Cassway Contracting Corporation and its subcontractor Mario Hernández Infante, who was in charge of recruiting laborers for the company’s projects, may have successfully avoided the responsibility of paying immigrant workers their wages.
The reason: they declared bankruptcy.
The corporation built some of the most expensive and exclusive condos and buildings in New York City. This includes the Lantern House, a pair of towers alongside the High Line in Chelsea that reached the highest projected sellout price of any condo approved by the attorney general’s office in 2020: $832 million.
Yet immigrant laborers who did the actual work of constructing these buildings say they endured weeks without payment and their wages are still stolen.
Immigrant workers tell their experience: Dolores Correa, an immigrant who fled her native El Salvador to escape domestic violence and poverty, said Cassway Contracting and Hernández Infante “defrauded lots of people.”
She was hired by Hernández Infante in 2019 to plaster walls for Cassway Contracting. She worked for them for two weeks without pay after being promised weekly payments.
“I did not have money for my kids or anyone to turn to for help,” said Correa, a single mother of two children.

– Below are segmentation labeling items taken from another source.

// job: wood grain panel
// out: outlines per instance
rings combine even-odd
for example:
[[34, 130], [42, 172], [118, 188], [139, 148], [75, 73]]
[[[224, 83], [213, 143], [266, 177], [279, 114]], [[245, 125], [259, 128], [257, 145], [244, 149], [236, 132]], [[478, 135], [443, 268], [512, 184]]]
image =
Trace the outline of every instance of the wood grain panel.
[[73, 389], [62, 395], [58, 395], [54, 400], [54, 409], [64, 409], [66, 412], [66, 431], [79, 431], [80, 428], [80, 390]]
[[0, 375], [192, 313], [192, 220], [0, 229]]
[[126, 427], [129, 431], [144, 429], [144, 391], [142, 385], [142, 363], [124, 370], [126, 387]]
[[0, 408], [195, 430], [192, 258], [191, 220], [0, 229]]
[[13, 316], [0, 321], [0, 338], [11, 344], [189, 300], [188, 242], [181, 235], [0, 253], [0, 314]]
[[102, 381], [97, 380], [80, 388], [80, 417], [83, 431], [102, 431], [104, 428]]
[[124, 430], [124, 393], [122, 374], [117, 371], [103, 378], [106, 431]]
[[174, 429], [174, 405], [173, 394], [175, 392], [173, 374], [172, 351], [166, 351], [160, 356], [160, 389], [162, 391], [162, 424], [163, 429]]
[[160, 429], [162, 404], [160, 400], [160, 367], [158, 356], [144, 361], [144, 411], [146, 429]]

Claro Velázquez, an immigrant from Honduras and father of four children, was also recruited by Hernández Infante to work for Cassway Contracting at the Lantern House. He said he did not receive any payment for two weeks.
Some background about the alleged debtors: Allegations against Cassway Contracting of stolen overtime pay go as far back as 2012, while accusations against Hernández Infante of entirely avoiding to pay workers date back to 2019.
James Cassidy established Cassway Contracting Corporation in 2004, and declared bankruptcy in March 2022. Mario Hernández Infante declared bankruptcy in 2018.
Hernández Infante has also operated businesses that have opened and closed under different names and different locations — all tactics known to be used to evade paying overdue wages and avoid accountability, according to advocates and labor attorneys.
Many workers were hurt by Cassway: “Construction companies use this [declaring bankruptcy] tactic to avoid fulfilling their legal responsibilities,” said Karen Vargas, worker rights coordinator of New Immigrant Community Empowerment.
NICE has documented the cases of 36 laborers — all of them immigrants from Latin America — whose wages, an estimated $110,000, were stolen by Cassway Contracting and Hernández Infante.
The number of workers denouncing stolen wages is just the “tip of the iceberg,” as many more laborers were probably defrauded, and the actual amount stolen is likely much higher, said Vargas.
Charles Joseph, a New York attorney expert on wage-theft cases who runs the website WorkingNowAndThen.com on local labor laws and regulations, said Hernández Infante’s case also seems to fit a pattern.